The FAC occupied itself primarily with two burning issues: the future EU-Russia relations, and the trajectory of the Union’s cooperation with the United States. The Foreign Ministers likewise took stock of the current situation in Myanmar after the military coup d’état, Iran’s perceptions of the JCPOA since the about-turn in the US administration, and acknowledged the possibility of adopting a fourth set of measures in the case of Belarus.

The Foreign Affairs Ministers were eager to hear suggestions from the High Representative, Josep Borrell, regarding the EU’s next steps vis-à-vis Russia following his trip to Moscow.

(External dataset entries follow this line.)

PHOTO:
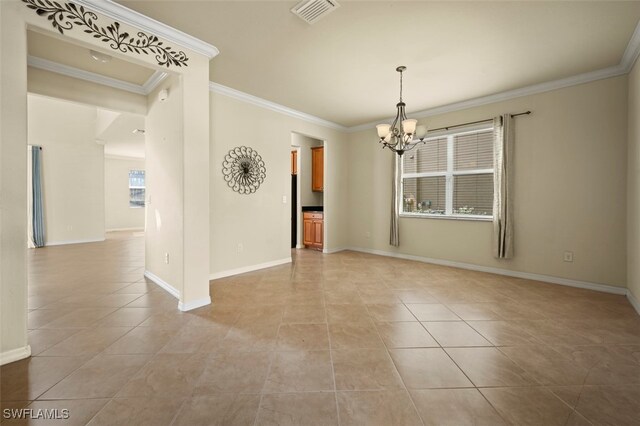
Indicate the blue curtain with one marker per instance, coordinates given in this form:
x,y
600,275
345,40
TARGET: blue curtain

The outcome of the visit considerably amplified the voices of the trip’s critics and stressed the urgency to deal with what the EU Global Strategy called the “strategic challenge” of the east that is currently “drifting away from Europe.”

Although making ground-breaking foreign policy decisions is a difficult task, especially with Russia employing the well-known “divide and rule” approach, the recent dealings with Moscow have shown that being a bystander is much harder.

At the end, the HR/VP announced the unanimous agreement amongst the EU27 to begin drafting the proposal to impose restrictive measures against individuals directly responsible for Navalny’s persecution. In fact, on the basis of the High Representative’s proposal, the EU might impose these under the umbrella of the so-called European Magnitsky Act, while still attempting to engage Russia in constructive dialogue. This will allow the EU to target both state and non-state actors involved with greater precision.

The other highlight of the videoconference of the EU Foreign Ministers was the symbolic virtual presence of the newly appointed US State Secretary, Antony Blinken. The ‘transatlantic dimension’ of FAC not only supported the EU’s new strategy on multilateralism but gave weight to President Joe Biden’s words that “America is back.“ There was an exchange of views on EU-US cooperation regarding converging foreign policy issues such as Iran, China, and the European near neighbourhood.

The debate with Secretary Blinken fell neatly into the EU’s overarching plan to support multilateral diplomacy with the recently published new strategy to strengthen the multilateral international order. In this document, the EU has defined strategic priorities on issues no country can face alone. These are the following: Peace, Security, Human rights, the Rule of Law, Sustainable development, Public health, and Climate Action. The EU intends to push forward cooperative solutions to “build back better” and base its efforts on a more interest-based approach while “making use of all the instruments at its disposal.”

The “fit for purpose” agenda clearly states the aim to foster multilateral inter-state and inter-institutional cooperation. Given the fact that the number of permanent seats for the EU members at the UN Security Council will soon decrease to two post-Brexit, it sees the necessity to form new alliances in order not only to remain relevant on the world stage but, also to include the third countries in “non-traditional” partnerships to learn the “rules” of such an inclusive multilateral game. Note that this came just days before the United States officially re-joined the Paris Climate Agreement.

In order for this to yield the desired long-term results, the Member States must bite the bullet and utilise the politics of scale of all 27 nations to show its “collective Team Europe strength.” After all, this new strategy is a good start that provides positive momentum for the EU to be more ambitious in the Common Foreign and Security Policy, but so were many before.

Contrary to popular opinion, when EU diplomacy rests, the world does not. And, while the FAC reflected a rather cooperative spirit, the question of what the EU wants to and is able to achieve on its own – as well as a part of a highly interconnected environment – remains relevant one crisis after another.

If the criteria for the EU as a superpower rested solely on the geographical focus of the FAC’s agenda, contemplating whether there is a gap between capabilities and expectations would no longer be relevant. While the meeting gave the impression that the EU is slowly beginning to choose the path of proactiveness instead of ex-post responses, one needs to be realistic when assessing the EU’s capacity to respond to international crises that occur on the Union’s doorstep.

As the new strategy says, the EU “must step up its leadership.”